VERTICAL MIXING OF SOLIDS IN BINARY BEDS – ANALYSIS BY MAGNETIC SOLIDS TRACING

Paper in proceeding, 2024

Understanding the dynamics of solids mixing and segregation in fluidized beds is fundamental for the design and improvement of industrial processes that involve several solid phases. In this study, we introduce a novel measurement method for the assessment of solid phases distribution in the vertical direction and their segregation time under bubbling fluidization conditions. This method utilizes the magnetic solid tracing (MST) technique by using small coils mounted along a thin pin to capture the local concentration of one of the solid phases (in this case, the lean solids phase) with a time resolution of 20 Hz. The experimental procedure validates the reliability and efficacy of the MST pin method, highlighting its potential as a useful technique for studying complex solids systems. The measurements are carried out under fluid-dynamically downscaled conditions to resemble the mixing of biomass (lean phase) in a hot large-scale reactor (700⁰C) for thermochemical conversion.

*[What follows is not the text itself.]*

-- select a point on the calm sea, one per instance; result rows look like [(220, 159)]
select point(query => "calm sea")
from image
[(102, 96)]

The vertical concentration profiles of the lean phase and the transition times between mixed and segregated states are reported, for different fluidization velocities. The results show a consistent stronger penetration of the lean solids phase (consisting of particles lighter and larger than the bulk solids) into the dense bed as the fluidization velocity is increased. Further, it is shown that at very low fluidization velocity (fluidization number 1.5) segregation occurs much more rapidly than the mixing, while an increase in the fluidization velocity inverses this relation by continuously accelerating the mixing process and slowing down the transition to a segregate state.